Protest that endures, I think, is moved by a hope far more modest than that of public success: namely, the hope of preserving qualities in one's own heart and spirit that would be destroyed by acquiescence. 
- Wendell Berry, What Are People For?

Berry's book
I read this years ago, and go back to it whenever I hear outside or start to feel inside the logic that says, you are doomed to fail, so, don't. Don't speak. Don't act. Don't protest. Don't fail. Don't resist. Don't try. This, says Berry, is the voice that destroys a sense of nobility. It makes doing the result of the cold calculus of winning. Why vote? My candidate won't win. Why argue? My argument won't win the day. Why speak up? My voice will be swamped. Berry asks us to contemplate that the answer, like the question, is radically individualistic. The sentence is alive. The interjection I think quietly sets up the stakes involved for the individual actor. The modifier namely bids us remember that it is the individual who is in the balance. Like Finn in the new Star Wars. And then there is the deft insertion of the word acquiescence to punctuate the flourish. Etymologically, there is, I think, no connection to essence, in the sense of to be. But phonically there is. As a whole, the sentence reminds me that not doing is also doing, and that going silent can be a death.






Maya Angelou
And those dead folks would give anything at all for just five minutes of this weather or ten minutes of plowing.
- Maya Angelou

The sentence is remarkable for many reasons, but what I admire most is the pronoun this in front of the noun weather.
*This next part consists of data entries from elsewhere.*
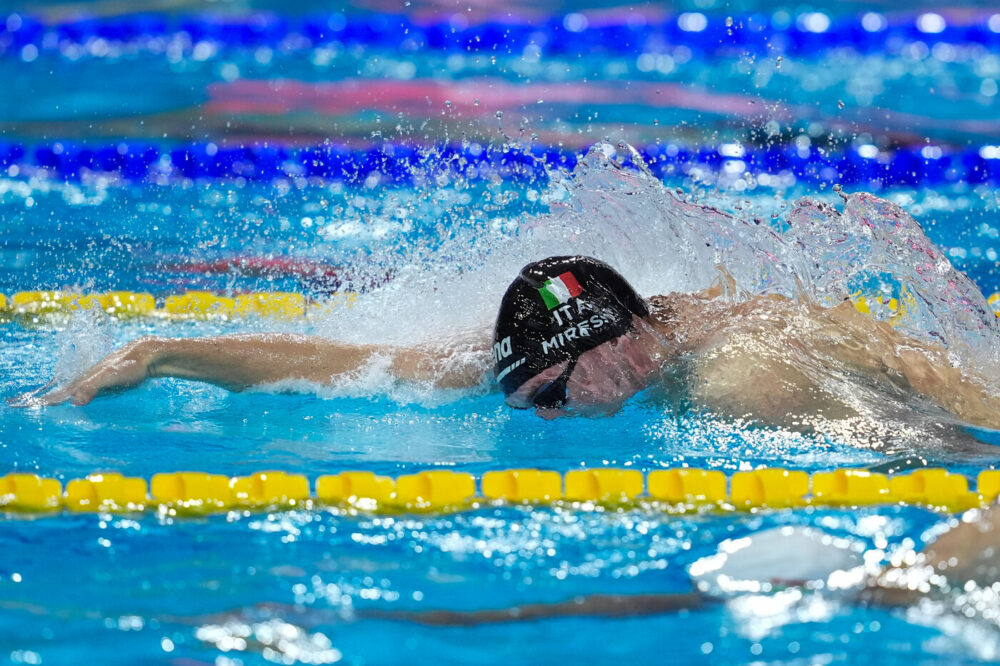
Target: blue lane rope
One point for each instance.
(570, 34)
(865, 166)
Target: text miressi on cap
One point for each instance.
(555, 310)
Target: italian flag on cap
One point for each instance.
(560, 289)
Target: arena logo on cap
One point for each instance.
(560, 289)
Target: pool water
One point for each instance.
(327, 586)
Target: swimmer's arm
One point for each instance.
(237, 362)
(925, 368)
(597, 605)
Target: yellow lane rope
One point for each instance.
(36, 305)
(672, 490)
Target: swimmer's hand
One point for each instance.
(126, 368)
(238, 362)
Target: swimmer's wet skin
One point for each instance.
(966, 555)
(573, 336)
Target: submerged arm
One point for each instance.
(597, 605)
(237, 362)
(969, 551)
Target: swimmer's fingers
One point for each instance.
(117, 372)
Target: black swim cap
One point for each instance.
(557, 309)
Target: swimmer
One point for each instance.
(573, 336)
(963, 558)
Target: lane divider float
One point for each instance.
(37, 305)
(672, 490)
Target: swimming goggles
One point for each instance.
(553, 394)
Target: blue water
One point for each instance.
(301, 587)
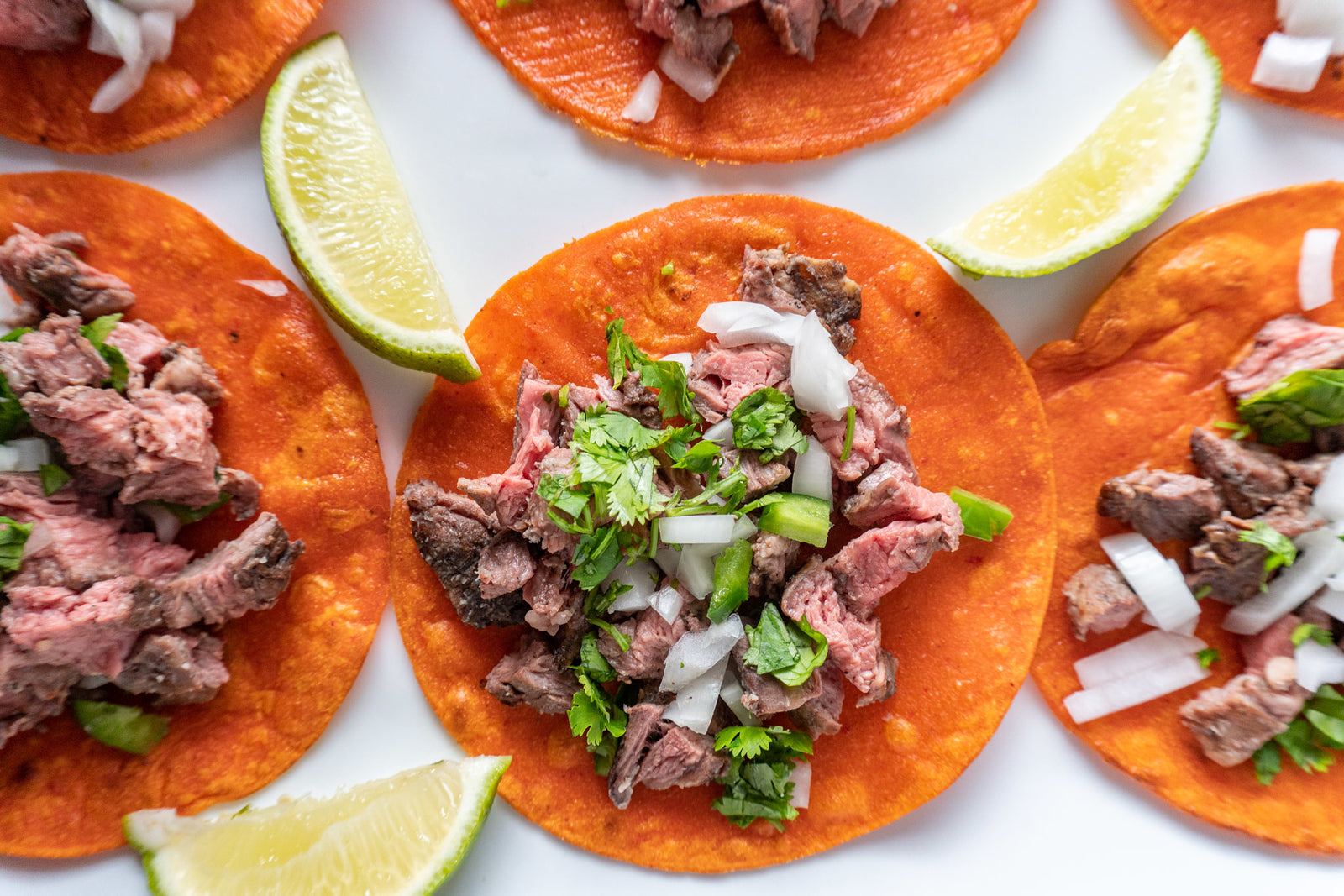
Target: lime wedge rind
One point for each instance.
(339, 265)
(1191, 62)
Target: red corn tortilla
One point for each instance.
(1142, 371)
(219, 55)
(295, 417)
(584, 58)
(963, 629)
(1236, 29)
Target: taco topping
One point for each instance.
(98, 602)
(651, 532)
(1268, 530)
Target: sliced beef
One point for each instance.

Choosing the vague this contravenes the advice of the style guides I learned from. Be concrete, be specific, they taught. In this case, though, a list of concrete, specific weather words (good, bad, cold, sunny, rainy, calm, wintry) would only work against Angelou's purpose, which seems to be that what matters is now, and that now is on the move, falling away, made of perishable minutes. It is as vain to try to house passing time as it is to yoke the weather to an adjective. This sentence makes it impossible to complain about the weather—as if we would always be able to complain about the weather. Which is what those dead folks have just learned.





Boyhood Island




Within a couple of minutes, the whole scene had evaporated, and the pitch was empty.
- Karl Ove Knausgaard, Boyhood Island

You could try to write a sentence to try to capture the sad way that time makes childhood vanish. Or you could choose the verb evaporated, and suggest to the reader that we are made of tears.